Samsung faces increased competition from LG Display, Sharp for future iPhone OLED panel orders
Samsung may soon face increased competition from its display production rivals, with a report claiming LG Display and other manufacturers are stepping up their OLED panel efforts to try and secure future orders from Apple to supply screen components for future iPhones.
The chief challenger to Samsung's position as Apple's sole OLED panel supplier for iPhones is LG Display, sources from Taiwan's Photonic Industry and Technology Development Association (PIDA) told Digitimes.
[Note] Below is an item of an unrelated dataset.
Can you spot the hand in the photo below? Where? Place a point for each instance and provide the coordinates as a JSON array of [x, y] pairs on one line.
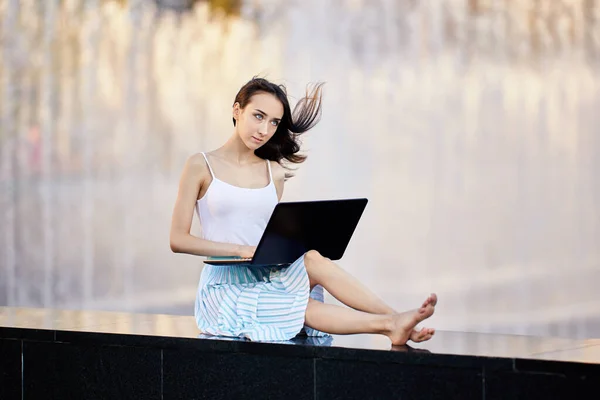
[[246, 251]]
Of the companies capable of supplying in sufficient enough quantities, PIDA suggests LG Display has high potential to become Apple's second OLED panel provider in 2018.
While LG Display is tipped as the closest rival to Samsung, it may be some time before it actually has an impact. Reports in September claimed LG is aiming for full OLED production capacity in 2019, with small batches potentially available by the end of 2018.
The Foxconn-owned Sharp is thought to be the next likely candidate to join the OLED production roster, ahead of Japan Display. The sources cited Japan-based media reports to suggest Sharp could become an OLED supplier to Apple as early as the second quarter of 2018.
Sharp is also thought to take advantage of its iPhone-aimed OLED investments in another direction, with claims it is also planning to mount flexible OLED panels to premium smartphones expected to ship this year.
There are already a large number of smaller suppliers offering OLED panels in sizes suitable for iPhone production, with a total of 13 fabrication facilities able to produce the small- to medium-sized panels required. According to sources, the combined production capacity of these 13 facilities can reach 350,000 substrates per month, if all are in operation at the same time.
Last November, major Chinese display producer BOE was claimed to be in an attempt to win orders from Apple, reportedly investing $7.04 billion into its facilities to produce flexible and foldable OLED panels. It is unclear if its investments were made by request from Apple or if BOE is working under its own initiative.
There have been concerns that Apple's need for OLED in future iPhones is squeezing the global supply, forcing competitors into looking at alternative technologies like mini LED for their flagship devices. The report sources suggest this may be a short-term problem, as the overall OLED panel production capacity from firms in South Korea, Japan, and China will definitely far surpass demand in coming years, potentially leading to an oversupply of panels.